The global media has covered the Rohingya refugee crisis for those who take the time to read about it. The Rohingya are a group of Muslim residents of Myanmar who, because of intense persecution and the constant threat of death, have been leaving the country in droves. Most of the hundreds of thousands of Rohingya refugees have sought safety in neighboring Bangladesh since Burmese military forces “attacked and destroyed their jungle villages, killed thousands of men and babies and systematically gang-raped the women.” Some close observers have estimated that the death toll among Rohingyas alone would have exceeded a million had Bangladesh not allowed the refugees into their country. The measure of extreme brutality is more brutal than we wish to report on this news site.

Only recently has the world outside of Myanmar begun to realize that Christians, too, have become a target of the Burmese military. When the extreme persecution began against the Rohingya, a Muslim imam in Bangladesh warned that the Myanmar government has plans to eradicate other minorities, such as Baptists and other Christians. “This is, culturally, like you see in many brutal dictatorships. They have painted the Rohingya or anyone who is an ethnic minority, whether it is a Rohingya, Christian, a Hindu.”

What he foresaw is now happening.

According to Open Doors, Buddhist leaders instigate Christian persecution in the predominantly Buddhist country.

“In predominantly Christian states like Kachin State, Karen State, and Northern Shan, even well-established historical churches experience attacks. More than 100,000 Christians live in IDP (internally displaced) camps, deprived of access to food and healthcare. In some instances, Buddhist monks have invaded church properties and built Buddhist shrines on church premises. The Buddhist, Muslim or tribal families of converts persecute believers, often ostracized from society. Communities who aim to stay “Buddhist only” make life for Christian families impossible by not allowing them to use community water resources. Evangelical church groups experience opposition as well, especially those in rural areas of Myanmar.”

Exacerbating the intensification of “violent pacification” is the fact that the military has blocked aid agencies from providing food and supplies to displaced Kachin Christians who have sought refuge in the jungles and forests. In addition, authorities in Myanmar have been denying access to Kachin for journalists, aid agencies, and international observers. Sky News reported that thousands have died in bombings and attacks that have risen so substantially since January 2018 that Kachin Christians believe that they, too, are now the target of a second campaign of genocide.
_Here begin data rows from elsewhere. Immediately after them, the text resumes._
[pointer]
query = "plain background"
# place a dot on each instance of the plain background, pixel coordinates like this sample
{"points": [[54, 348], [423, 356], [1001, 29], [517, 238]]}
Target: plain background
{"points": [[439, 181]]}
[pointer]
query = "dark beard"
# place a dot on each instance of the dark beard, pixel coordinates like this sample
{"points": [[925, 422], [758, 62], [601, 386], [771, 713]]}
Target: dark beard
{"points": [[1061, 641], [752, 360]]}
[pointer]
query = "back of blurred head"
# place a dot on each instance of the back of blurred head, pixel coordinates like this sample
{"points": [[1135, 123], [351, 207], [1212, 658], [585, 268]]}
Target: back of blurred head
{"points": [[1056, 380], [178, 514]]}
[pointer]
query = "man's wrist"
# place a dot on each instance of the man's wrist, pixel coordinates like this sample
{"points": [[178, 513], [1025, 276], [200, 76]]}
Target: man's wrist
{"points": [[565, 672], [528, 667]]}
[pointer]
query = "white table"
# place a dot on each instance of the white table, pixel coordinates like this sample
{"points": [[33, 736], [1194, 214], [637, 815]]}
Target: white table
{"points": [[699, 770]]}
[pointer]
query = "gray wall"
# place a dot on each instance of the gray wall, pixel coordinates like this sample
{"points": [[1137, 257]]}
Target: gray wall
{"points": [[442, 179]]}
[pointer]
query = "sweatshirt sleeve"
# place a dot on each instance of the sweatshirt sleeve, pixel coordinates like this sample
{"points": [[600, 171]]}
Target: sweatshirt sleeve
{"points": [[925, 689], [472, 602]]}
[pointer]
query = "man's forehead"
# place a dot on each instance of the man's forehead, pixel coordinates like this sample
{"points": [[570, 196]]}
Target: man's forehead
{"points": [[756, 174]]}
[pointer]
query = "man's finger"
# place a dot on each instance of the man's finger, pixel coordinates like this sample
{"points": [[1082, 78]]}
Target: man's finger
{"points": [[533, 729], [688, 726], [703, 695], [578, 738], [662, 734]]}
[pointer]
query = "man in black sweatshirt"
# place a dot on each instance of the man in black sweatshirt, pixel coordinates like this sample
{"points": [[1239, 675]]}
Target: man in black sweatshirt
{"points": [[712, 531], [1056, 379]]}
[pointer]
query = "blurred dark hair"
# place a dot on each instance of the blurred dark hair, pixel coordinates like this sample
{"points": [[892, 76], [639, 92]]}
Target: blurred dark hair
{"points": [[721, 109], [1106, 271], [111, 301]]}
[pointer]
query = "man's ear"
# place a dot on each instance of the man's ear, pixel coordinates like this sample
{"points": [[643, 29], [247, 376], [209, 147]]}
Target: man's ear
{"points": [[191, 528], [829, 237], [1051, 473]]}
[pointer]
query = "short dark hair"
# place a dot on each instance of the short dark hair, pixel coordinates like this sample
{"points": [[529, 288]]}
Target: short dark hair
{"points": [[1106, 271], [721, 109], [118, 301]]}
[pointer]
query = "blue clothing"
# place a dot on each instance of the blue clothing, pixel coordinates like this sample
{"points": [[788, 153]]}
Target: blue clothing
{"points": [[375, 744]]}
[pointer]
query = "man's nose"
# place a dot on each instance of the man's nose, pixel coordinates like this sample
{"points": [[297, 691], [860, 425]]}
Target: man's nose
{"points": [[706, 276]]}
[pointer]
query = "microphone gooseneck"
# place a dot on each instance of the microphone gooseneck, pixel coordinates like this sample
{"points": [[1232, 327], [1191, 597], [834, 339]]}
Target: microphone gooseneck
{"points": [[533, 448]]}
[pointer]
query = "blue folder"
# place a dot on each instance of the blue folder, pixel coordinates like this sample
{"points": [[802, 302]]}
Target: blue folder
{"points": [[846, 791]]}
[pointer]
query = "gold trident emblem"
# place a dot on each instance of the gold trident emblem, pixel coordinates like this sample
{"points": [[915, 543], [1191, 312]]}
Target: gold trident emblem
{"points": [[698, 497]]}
Reuters reported that “Myanmar tops a list of countries where the ability of aid groups to reach people in need has worsened in the past six months” and is now the country where access to humanitarian aid has deteriorated the most.

We urge you to pray for Myanmar, and for these agencies and others as they actively seek to assist the persecuted in Myanmar: the Bangladesh Rehabilitation Assistance Committee BRAC), Action Against Hunger, UNICEF, Save the Children, Doctors Without Borders, the International Rescue Committee, the United Nations High Commission for Refugees (UNHCR), and the World Food Program.